By NU Athletic Communications

     Service Branch: U.S. Army Air Corps/U.S. Air Force

       Rank at Separation: WWII - Captain, Korea - Major, Vietnam - Colonel

       Combat Action: WWII Pacific, Korea, and Vietnam

       Home Town: Lincoln

       Military Specialty: Fighter Pilot and Group Commander

       Unit: 530th Fighter Sqdn, 311th Fighter Group in WWII; 40th & 41st Fighter Interceptor Sqdns, 35th Fighter Grp in Korea, 3rd Combat Support Group, Bien Hoa AB, RVN

       Decorations, Citations, and Awards: - Combat Aviator Wings; United Nations Service, Vietnam Campaign, Republic of Korea War Service, Philippine Liberation, Vietnam Gallantry Cross Unit Citation, United Nations Korea Service, Air Force Longevity Service w/ Oak Leaf, Armed Forces Reserve, Small Arms Expert Marksman, National Defense Service w/ Star, Korean Service w/ 4 Stars, Vietnam Service w/ 3 Stars, Asia-Pacific Campaign w/ 3 Stars, WWII victory, Army of Occupation, Presidential Unit Citation, American Campaign, Airman Medal, Air Force Commendation w/ Oak Leaf, 2 Air Medals w/ Oak Leaves, Distinguished Flying Cross w/ 2 Oak Leaves



There are numerous articles about Colonel Arasmith in the library and on the Internet.
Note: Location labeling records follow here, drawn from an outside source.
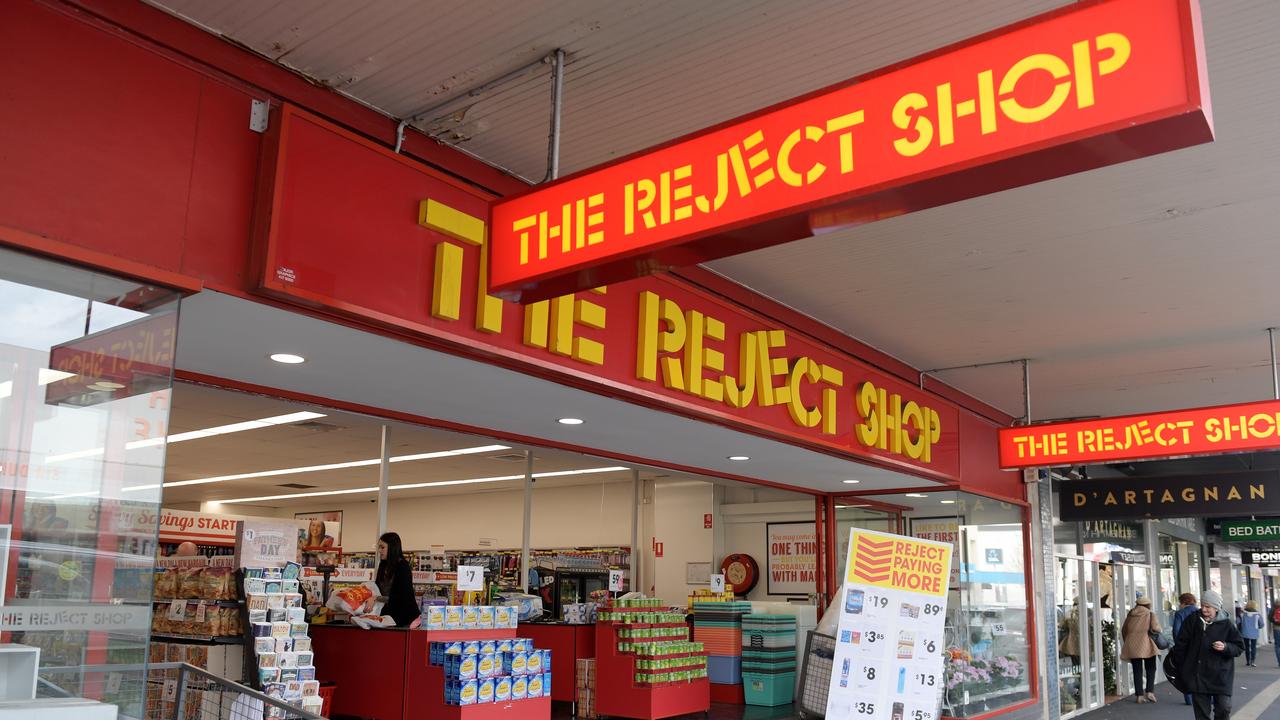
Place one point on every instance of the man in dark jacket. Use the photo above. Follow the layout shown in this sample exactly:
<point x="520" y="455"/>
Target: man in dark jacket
<point x="1187" y="609"/>
<point x="1205" y="657"/>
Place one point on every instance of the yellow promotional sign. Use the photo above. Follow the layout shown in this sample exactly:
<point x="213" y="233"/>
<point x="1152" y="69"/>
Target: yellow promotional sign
<point x="899" y="563"/>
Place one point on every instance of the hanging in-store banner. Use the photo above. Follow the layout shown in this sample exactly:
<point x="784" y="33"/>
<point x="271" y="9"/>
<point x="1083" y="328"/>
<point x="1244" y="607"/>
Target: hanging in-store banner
<point x="266" y="543"/>
<point x="470" y="578"/>
<point x="888" y="650"/>
<point x="792" y="559"/>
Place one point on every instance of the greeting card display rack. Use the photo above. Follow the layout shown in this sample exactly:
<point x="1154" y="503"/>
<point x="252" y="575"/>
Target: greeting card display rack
<point x="630" y="645"/>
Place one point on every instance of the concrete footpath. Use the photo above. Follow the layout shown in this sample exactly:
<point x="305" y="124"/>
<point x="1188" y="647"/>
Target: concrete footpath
<point x="1256" y="697"/>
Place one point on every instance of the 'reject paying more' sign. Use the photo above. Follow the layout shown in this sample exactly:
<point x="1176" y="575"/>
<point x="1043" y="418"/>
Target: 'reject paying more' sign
<point x="888" y="647"/>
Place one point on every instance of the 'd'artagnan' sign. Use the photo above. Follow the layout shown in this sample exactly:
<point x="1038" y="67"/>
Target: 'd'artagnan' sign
<point x="1075" y="89"/>
<point x="1192" y="496"/>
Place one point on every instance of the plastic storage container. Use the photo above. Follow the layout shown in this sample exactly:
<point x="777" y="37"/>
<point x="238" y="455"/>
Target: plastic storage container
<point x="768" y="691"/>
<point x="725" y="670"/>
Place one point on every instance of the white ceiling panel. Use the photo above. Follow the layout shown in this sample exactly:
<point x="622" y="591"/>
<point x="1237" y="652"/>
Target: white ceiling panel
<point x="1137" y="287"/>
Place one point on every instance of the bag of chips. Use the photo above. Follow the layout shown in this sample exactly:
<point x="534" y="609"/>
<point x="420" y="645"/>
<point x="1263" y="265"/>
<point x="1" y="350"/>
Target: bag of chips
<point x="355" y="600"/>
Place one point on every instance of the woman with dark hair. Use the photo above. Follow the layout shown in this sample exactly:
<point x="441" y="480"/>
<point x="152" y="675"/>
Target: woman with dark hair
<point x="396" y="580"/>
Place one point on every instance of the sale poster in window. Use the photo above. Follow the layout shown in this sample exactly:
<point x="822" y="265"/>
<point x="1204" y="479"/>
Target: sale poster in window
<point x="888" y="647"/>
<point x="792" y="560"/>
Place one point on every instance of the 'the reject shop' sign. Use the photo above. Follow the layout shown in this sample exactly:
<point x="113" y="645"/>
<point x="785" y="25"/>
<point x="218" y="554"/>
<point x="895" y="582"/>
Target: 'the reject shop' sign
<point x="1080" y="87"/>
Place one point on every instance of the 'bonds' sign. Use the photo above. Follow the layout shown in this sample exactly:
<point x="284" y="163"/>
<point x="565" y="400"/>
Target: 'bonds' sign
<point x="1072" y="90"/>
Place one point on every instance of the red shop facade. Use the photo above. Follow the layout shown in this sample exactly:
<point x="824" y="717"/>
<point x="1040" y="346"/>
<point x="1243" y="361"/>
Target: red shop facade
<point x="127" y="151"/>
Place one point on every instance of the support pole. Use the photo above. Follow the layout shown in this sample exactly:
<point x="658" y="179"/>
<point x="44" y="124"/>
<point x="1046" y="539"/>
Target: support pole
<point x="384" y="477"/>
<point x="1275" y="376"/>
<point x="529" y="516"/>
<point x="1027" y="392"/>
<point x="557" y="91"/>
<point x="635" y="529"/>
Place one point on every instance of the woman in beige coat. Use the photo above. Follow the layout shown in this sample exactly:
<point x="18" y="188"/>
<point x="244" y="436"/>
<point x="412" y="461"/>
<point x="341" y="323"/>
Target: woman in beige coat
<point x="1139" y="650"/>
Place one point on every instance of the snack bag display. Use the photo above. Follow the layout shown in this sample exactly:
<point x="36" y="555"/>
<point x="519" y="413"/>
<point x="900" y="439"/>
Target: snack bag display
<point x="467" y="692"/>
<point x="355" y="600"/>
<point x="502" y="689"/>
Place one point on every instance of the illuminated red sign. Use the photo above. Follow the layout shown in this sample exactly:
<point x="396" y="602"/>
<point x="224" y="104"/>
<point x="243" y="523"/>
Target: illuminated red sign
<point x="1202" y="431"/>
<point x="1077" y="89"/>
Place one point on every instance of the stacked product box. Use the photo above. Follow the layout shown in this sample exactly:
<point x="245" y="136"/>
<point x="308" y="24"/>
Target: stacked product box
<point x="469" y="618"/>
<point x="720" y="627"/>
<point x="585" y="688"/>
<point x="493" y="670"/>
<point x="282" y="645"/>
<point x="768" y="659"/>
<point x="658" y="638"/>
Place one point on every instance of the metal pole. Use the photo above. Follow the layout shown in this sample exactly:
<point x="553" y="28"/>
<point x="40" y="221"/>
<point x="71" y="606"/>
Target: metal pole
<point x="384" y="478"/>
<point x="529" y="516"/>
<point x="1027" y="392"/>
<point x="1275" y="377"/>
<point x="635" y="531"/>
<point x="425" y="113"/>
<point x="553" y="144"/>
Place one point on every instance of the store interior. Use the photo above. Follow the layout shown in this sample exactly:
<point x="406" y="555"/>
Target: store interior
<point x="301" y="445"/>
<point x="458" y="499"/>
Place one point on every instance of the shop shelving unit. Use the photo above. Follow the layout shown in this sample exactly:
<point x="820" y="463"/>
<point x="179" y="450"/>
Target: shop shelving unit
<point x="428" y="702"/>
<point x="618" y="696"/>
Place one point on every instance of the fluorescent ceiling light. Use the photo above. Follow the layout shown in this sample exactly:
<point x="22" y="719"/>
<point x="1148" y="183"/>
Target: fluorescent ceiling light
<point x="327" y="466"/>
<point x="416" y="486"/>
<point x="193" y="434"/>
<point x="44" y="377"/>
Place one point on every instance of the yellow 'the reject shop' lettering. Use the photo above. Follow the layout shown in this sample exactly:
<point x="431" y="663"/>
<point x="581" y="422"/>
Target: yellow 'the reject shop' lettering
<point x="909" y="429"/>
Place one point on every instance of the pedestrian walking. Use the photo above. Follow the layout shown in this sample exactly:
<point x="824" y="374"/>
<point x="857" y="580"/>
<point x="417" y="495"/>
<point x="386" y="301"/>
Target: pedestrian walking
<point x="1139" y="648"/>
<point x="1188" y="609"/>
<point x="1205" y="659"/>
<point x="1275" y="628"/>
<point x="1251" y="628"/>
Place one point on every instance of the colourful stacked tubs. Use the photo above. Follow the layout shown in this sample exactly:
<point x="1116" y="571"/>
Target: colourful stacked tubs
<point x="718" y="625"/>
<point x="768" y="659"/>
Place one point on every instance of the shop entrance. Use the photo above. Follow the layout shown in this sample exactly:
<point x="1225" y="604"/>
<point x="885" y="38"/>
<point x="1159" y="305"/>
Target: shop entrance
<point x="1080" y="636"/>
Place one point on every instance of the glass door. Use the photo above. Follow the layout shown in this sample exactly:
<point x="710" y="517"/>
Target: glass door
<point x="1079" y="643"/>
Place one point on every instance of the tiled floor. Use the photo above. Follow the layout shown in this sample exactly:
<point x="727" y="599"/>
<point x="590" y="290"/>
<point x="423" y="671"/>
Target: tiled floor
<point x="1249" y="683"/>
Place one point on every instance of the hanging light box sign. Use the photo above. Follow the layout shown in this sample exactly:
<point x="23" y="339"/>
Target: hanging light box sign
<point x="1080" y="87"/>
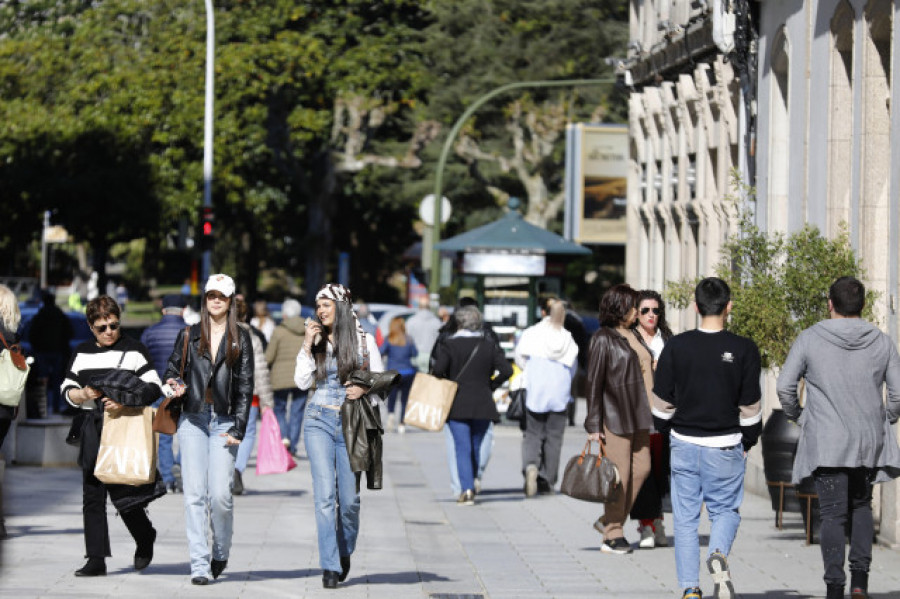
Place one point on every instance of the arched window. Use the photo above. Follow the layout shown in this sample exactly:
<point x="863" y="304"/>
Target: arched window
<point x="779" y="135"/>
<point x="840" y="122"/>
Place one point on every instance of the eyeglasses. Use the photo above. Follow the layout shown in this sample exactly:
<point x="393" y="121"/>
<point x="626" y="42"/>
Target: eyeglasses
<point x="113" y="326"/>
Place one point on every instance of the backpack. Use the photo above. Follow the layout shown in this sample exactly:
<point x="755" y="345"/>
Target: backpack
<point x="13" y="374"/>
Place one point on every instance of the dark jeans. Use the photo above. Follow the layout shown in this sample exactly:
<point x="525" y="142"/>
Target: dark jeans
<point x="845" y="497"/>
<point x="401" y="390"/>
<point x="542" y="443"/>
<point x="96" y="529"/>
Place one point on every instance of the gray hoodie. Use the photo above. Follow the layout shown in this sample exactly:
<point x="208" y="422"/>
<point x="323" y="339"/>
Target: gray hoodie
<point x="845" y="423"/>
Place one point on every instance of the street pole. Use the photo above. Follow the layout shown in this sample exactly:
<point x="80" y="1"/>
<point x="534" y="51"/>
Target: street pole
<point x="434" y="282"/>
<point x="208" y="129"/>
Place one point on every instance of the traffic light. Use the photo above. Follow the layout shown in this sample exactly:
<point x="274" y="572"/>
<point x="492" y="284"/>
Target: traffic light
<point x="207" y="229"/>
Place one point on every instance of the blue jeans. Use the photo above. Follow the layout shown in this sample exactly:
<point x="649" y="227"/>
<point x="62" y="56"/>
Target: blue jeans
<point x="704" y="475"/>
<point x="207" y="473"/>
<point x="484" y="456"/>
<point x="467" y="438"/>
<point x="334" y="486"/>
<point x="290" y="430"/>
<point x="249" y="440"/>
<point x="166" y="456"/>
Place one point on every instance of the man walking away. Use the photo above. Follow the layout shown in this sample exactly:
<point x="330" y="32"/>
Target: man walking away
<point x="706" y="394"/>
<point x="160" y="341"/>
<point x="846" y="442"/>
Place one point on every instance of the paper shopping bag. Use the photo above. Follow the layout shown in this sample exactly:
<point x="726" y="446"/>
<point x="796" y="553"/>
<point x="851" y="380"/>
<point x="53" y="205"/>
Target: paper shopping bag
<point x="430" y="399"/>
<point x="127" y="454"/>
<point x="272" y="457"/>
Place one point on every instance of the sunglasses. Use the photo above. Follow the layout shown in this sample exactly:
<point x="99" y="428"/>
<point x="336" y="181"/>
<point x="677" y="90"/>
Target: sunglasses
<point x="113" y="326"/>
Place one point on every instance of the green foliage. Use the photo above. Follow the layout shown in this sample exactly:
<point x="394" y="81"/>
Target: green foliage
<point x="779" y="283"/>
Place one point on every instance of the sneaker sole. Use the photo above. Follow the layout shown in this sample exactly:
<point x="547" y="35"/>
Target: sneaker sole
<point x="718" y="569"/>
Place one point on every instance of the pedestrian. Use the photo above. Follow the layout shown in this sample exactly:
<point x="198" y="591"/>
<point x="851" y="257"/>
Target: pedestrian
<point x="281" y="357"/>
<point x="262" y="320"/>
<point x="334" y="346"/>
<point x="49" y="334"/>
<point x="262" y="395"/>
<point x="470" y="359"/>
<point x="652" y="332"/>
<point x="846" y="442"/>
<point x="109" y="350"/>
<point x="399" y="351"/>
<point x="548" y="357"/>
<point x="160" y="342"/>
<point x="10" y="316"/>
<point x="423" y="327"/>
<point x="617" y="408"/>
<point x="215" y="408"/>
<point x="707" y="393"/>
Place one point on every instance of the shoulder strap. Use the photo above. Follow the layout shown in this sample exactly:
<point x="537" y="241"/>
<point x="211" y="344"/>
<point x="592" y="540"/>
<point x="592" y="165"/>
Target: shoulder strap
<point x="187" y="336"/>
<point x="472" y="355"/>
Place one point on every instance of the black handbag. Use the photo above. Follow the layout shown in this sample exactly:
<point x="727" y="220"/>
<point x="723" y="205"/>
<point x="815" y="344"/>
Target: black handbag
<point x="590" y="477"/>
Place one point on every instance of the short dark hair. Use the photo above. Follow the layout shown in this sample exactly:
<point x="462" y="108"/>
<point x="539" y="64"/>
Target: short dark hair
<point x="848" y="296"/>
<point x="101" y="307"/>
<point x="712" y="295"/>
<point x="615" y="304"/>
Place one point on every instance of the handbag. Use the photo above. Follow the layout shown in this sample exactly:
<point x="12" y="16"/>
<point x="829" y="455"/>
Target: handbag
<point x="13" y="373"/>
<point x="127" y="454"/>
<point x="590" y="477"/>
<point x="272" y="457"/>
<point x="167" y="415"/>
<point x="430" y="399"/>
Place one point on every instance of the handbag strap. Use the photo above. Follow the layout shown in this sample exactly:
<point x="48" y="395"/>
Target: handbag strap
<point x="472" y="355"/>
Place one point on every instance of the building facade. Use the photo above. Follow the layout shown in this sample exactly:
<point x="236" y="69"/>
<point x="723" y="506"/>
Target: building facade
<point x="793" y="95"/>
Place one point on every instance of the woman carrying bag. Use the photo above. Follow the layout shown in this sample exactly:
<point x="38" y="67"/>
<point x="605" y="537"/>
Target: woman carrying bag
<point x="332" y="349"/>
<point x="215" y="408"/>
<point x="108" y="351"/>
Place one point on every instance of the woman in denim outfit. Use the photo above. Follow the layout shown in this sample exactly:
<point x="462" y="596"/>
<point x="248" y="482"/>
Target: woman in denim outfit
<point x="333" y="348"/>
<point x="215" y="409"/>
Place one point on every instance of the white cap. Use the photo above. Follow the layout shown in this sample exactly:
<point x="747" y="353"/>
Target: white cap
<point x="221" y="283"/>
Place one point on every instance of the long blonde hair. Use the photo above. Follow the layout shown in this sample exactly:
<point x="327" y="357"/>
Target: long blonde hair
<point x="9" y="310"/>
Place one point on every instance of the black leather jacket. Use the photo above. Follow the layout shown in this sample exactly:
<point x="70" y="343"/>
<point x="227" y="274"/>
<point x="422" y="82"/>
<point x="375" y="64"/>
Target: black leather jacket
<point x="232" y="388"/>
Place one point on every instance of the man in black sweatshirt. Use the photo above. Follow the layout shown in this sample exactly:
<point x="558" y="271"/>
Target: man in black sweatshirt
<point x="706" y="395"/>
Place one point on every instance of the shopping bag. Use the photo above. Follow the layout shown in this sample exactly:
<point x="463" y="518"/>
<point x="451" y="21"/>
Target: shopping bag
<point x="430" y="399"/>
<point x="272" y="457"/>
<point x="590" y="477"/>
<point x="127" y="454"/>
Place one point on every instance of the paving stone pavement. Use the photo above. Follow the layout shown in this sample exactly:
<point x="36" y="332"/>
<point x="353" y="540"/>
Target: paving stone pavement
<point x="414" y="540"/>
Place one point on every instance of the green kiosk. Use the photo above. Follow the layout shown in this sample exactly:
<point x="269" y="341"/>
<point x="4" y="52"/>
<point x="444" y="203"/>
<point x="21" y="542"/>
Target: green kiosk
<point x="507" y="266"/>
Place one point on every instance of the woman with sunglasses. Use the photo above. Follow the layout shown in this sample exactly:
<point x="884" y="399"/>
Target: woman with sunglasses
<point x="108" y="351"/>
<point x="218" y="391"/>
<point x="334" y="346"/>
<point x="652" y="331"/>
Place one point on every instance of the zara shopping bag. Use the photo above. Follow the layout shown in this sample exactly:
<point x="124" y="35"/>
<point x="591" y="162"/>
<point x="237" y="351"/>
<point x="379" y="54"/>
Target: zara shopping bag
<point x="272" y="457"/>
<point x="590" y="477"/>
<point x="127" y="454"/>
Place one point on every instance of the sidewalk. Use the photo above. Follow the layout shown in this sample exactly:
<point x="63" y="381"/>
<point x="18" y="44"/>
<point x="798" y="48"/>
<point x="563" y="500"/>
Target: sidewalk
<point x="414" y="541"/>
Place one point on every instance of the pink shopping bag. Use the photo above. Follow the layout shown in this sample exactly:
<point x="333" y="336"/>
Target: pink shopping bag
<point x="272" y="457"/>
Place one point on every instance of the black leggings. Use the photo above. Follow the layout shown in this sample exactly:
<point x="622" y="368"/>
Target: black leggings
<point x="845" y="493"/>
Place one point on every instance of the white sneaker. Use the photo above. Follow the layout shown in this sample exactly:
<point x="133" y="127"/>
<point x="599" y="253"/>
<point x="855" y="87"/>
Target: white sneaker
<point x="659" y="533"/>
<point x="647" y="540"/>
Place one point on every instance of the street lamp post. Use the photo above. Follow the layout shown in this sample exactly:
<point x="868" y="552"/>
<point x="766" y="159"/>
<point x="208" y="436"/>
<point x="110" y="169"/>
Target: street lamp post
<point x="434" y="282"/>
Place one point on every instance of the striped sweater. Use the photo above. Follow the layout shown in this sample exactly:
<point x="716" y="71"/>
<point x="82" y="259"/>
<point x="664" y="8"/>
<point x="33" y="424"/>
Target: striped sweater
<point x="90" y="359"/>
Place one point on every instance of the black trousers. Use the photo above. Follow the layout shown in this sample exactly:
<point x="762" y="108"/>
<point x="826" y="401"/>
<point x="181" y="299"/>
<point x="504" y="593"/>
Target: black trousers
<point x="845" y="497"/>
<point x="96" y="528"/>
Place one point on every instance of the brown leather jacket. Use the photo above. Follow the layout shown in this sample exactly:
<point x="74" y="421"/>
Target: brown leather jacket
<point x="616" y="396"/>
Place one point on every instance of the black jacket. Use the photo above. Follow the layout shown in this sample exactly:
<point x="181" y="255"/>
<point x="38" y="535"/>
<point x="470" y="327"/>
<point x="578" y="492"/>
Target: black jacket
<point x="232" y="388"/>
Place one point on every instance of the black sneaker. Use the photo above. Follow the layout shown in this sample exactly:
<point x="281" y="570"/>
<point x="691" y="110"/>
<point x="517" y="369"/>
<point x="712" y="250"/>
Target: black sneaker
<point x="718" y="568"/>
<point x="618" y="546"/>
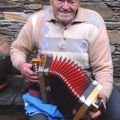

He is a genuine American hero – a fighter pilot in three wars, and a WWII “Ace.” That means he shot down at least five enemy aircraft while engaged in aerial combat. No missiles, no radar “lock” on the enemy aircraft…this was Dog Fighting. He had to see the other guy who had to see him. Then, the two dueled…not with pistols at ten paces, but with high-powered, .50-caliber machine guns at 50 meters – or less…so close, each risked flying into the debris of the very plane that he had just shot to pieces. It was an eyeball-to-eyeball, triple-axis, aerial two-step…Immelmann Turn and Hammerhead Stall – dive, climb, loop, and roll. Once the two engaged, only one would “live in fame.” The other would “go down in flame.” In his first five months of aerial combat in the skies over Burma and China, Lieutenant Arasmith painted six Japanese “Zeke” silhouettes under the canopy of his P-51 Mustang, and he wasn’t even old enough to drink…legally.

Les Arasmith was commissioned a 2nd Lieutenant in the United States Army Air Corps and awarded his pilot wings on December 5, 1943. He joined the 530th Fighter Squadron of the 311th Fighter Group in Burma (and later in China) in August 1944. Lt. Arasmith was credited with the destruction of 6 enemy aircraft in aerial combat plus one damaged. He is one of only two Nebraskans to achieve Aerial Combat “Ace” status. In January of 1947, he left active duty and joined the reserves. Captain Arasmith returned to active duty with the newly formed U.S. Air Force, later that same year, and in July 1950, he deployed to Korea, where he flew P-51 Mustangs and F-80 Shooting Stars with the 40th Fighter Interceptor Squadron (FIS) and then the 41st FIS of the 35th Fighter Group. Major Arasmith next flew F-86 Sabre Jets with the 94th FIS at George AFB, California, from June 1951 to January 1955. Colonel Arasmith served as Commander of the 327th Combat Support Squadron and the Base Commander of Truax Field, Wisconsin, from August 1963 to July 1966. In 1968, he deployed to Southeast Asia, where he served as commander of the 3rd Combat Support Group at Bien Hoa AB, RVN from May 1968 to March 1969. After Viet Nam, Col. Arasmith returned to Ent AFB and retired from the Air Force on July 31, 1969.

After retiring from the Air Force, Les received his Ph.D. in Economics from the University of Colorado. Professor Arasmith served on both the faculties at the University of Nebraska – Omaha and Bethel University in St. Paul, Minnesota. He and his wife, Nadine, returned to Lincoln in 1990 to be near their family.